Bab 82

49 5 0
                                        

[Kakek. Apakah keluarga Lee kita benar-benar bukan keluarga pengkhianat?]

[Ji-yeom. Apakah pertanyaan itu berhubungan dengan bekas luka di wajahmu?]

[……..]

Lee Ji-yeom yang berusia sebelas tahun tidak menjawab pertanyaan kakeknya.

Hal-hal ini tidak dapat dihindari ketika menghadiri akademi seni bela diri sekte tersebut.

Pengkhianat, keluarga pengkhianat.

Dia menanggung segala macam pengabaian dan pelecehan.

Dia mencoba mengabaikannya dan melawan intimidasi mereka.

Namun, itu tidak ada artinya.

Itu adalah belenggu yang diwariskan oleh kakeknya, yang telah berjanji setia kepada Vena Bulan yang menghilang, dan itulah harganya.

[…….Bukankah itu belenggu yang tidak akan pernah bisa lepas dari keluarga Lee kita?]

[Ji-yeom…….]

Kakeknya menatap Lee Ji-yeom yang penuh bekas luka dengan rasa kasihan.

Lalu, sambil memeluknya dengan hangat, dia menghiburnya dengan suara yang lembut namun tegas.

[Apakah kamu ingat apa yang dikatakan orang tua ini kepadamu?]

[Berbaring di atas kayu bakar dan mencicipi empedu.]

Berbaring di atas kayu bakar dan mencicipi empedu.

Maksudnya adalah menanggung kesusahan demi masa depan dengan cara tidur di semak berduri dan mengunyah empedu.

Kakeknya sering mengucapkan kata-kata itu kepadanya.

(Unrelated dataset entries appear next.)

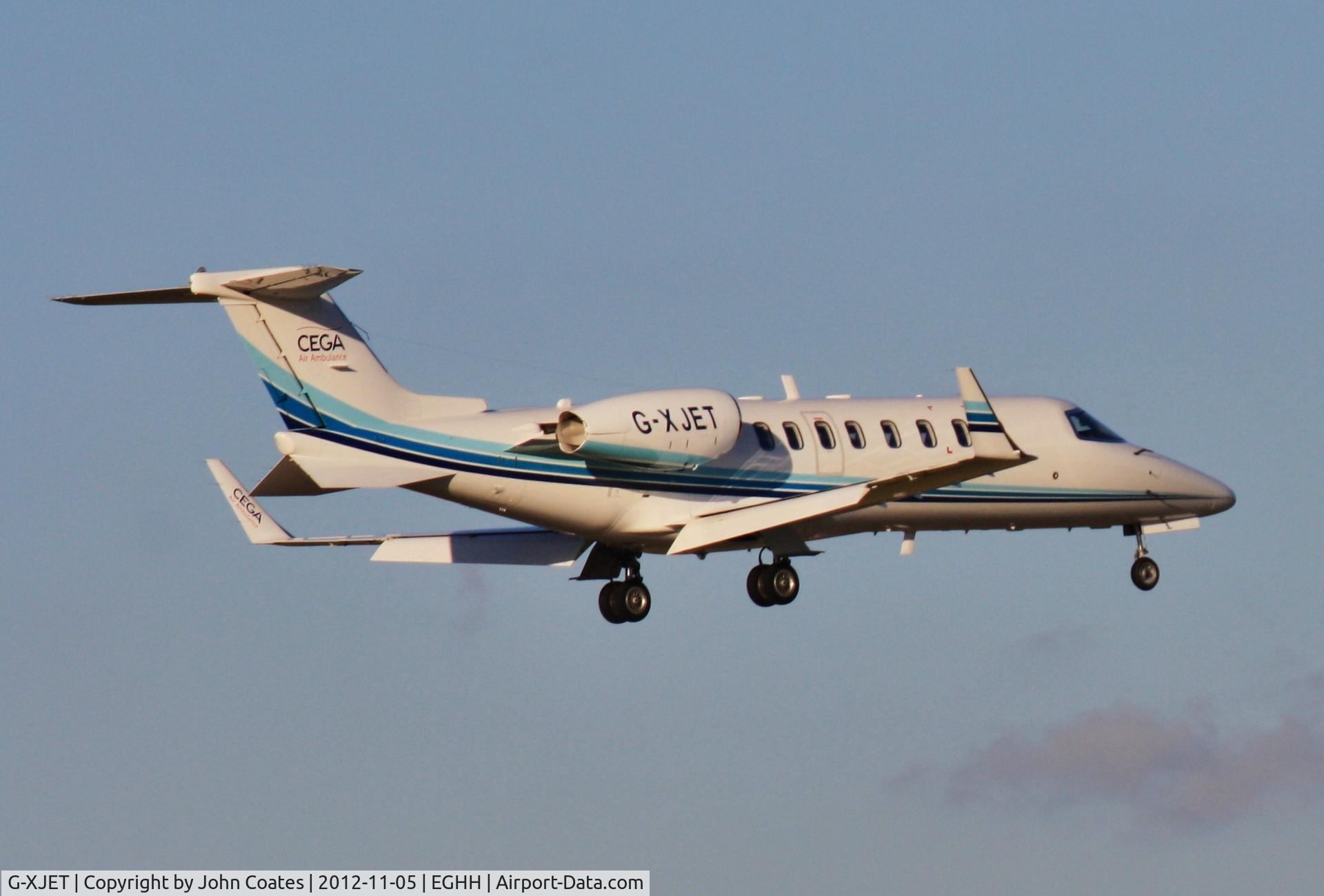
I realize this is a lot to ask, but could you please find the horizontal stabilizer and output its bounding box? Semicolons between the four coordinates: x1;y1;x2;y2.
207;460;588;567
249;458;347;498
207;460;298;544
54;286;216;305
56;265;363;305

Sebab kehormatan kakeknya yang merupakan salah seorang di antara Sepuluh Pendiri sekte dan berkedudukan tinggi, telah jatuh ke dasar setelah hari itu.

[……..]

[Mengapa kamu tidak menjawab?]

[Aku tidak tahu lagi.]

Dia telah mencoba bertahan, seperti yang dikatakan kakeknya.

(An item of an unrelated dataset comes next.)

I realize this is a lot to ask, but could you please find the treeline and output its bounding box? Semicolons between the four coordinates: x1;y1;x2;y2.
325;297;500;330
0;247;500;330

Namun, sia-sia saja mencoba menyembuhkan hatinya yang semakin hancur.

Mengapa kakeknya, ayahnya, dan dirinya sendiri harus menderita seperti ini?

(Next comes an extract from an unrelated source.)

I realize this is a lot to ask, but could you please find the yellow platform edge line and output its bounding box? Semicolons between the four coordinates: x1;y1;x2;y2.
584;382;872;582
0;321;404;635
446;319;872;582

Padahal itu bukan dosa yang mereka perbuat, hanya karena mereka sudah berikrar setia, haruskah mereka ditolak oleh sekte sampai sejauh itu?

[Kakek, mengapa kau tidak bersumpah setia kepada Pemimpin Masyarakat saja…]

[Ah!]

Hari itu, untuk pertama kalinya, dia melihat ekspresi mengerikan di wajah kakeknya.

Kakeknya yang tidak pernah mengungkapkannya, menjadi sangat marah saat mendengar ucapannya tentang berjanji setia kepada Pimpinan Serikat dan lolos dari stigma belenggu ini.

Mengapa dia marah padanya?

Apakah dia mengatakan sesuatu yang salah?

Untuk pertama kalinya, rasa pemberontakan muncul dalam hatinya yang bergejolak.

[Apakah aku…apakah aku mengatakan sesuatu yang salah? Mengapa kita, keluarga yang berjasa dan salah satu anggota pendiri sekte…]

[Ack!]

Lee Ji-yeom tidak dapat meneruskan bicaranya karena rasa sakit yang menusuk telinga.

Kepadanya, yang tengah menderita kesakitan, kakeknya berbicara dengan mata merah.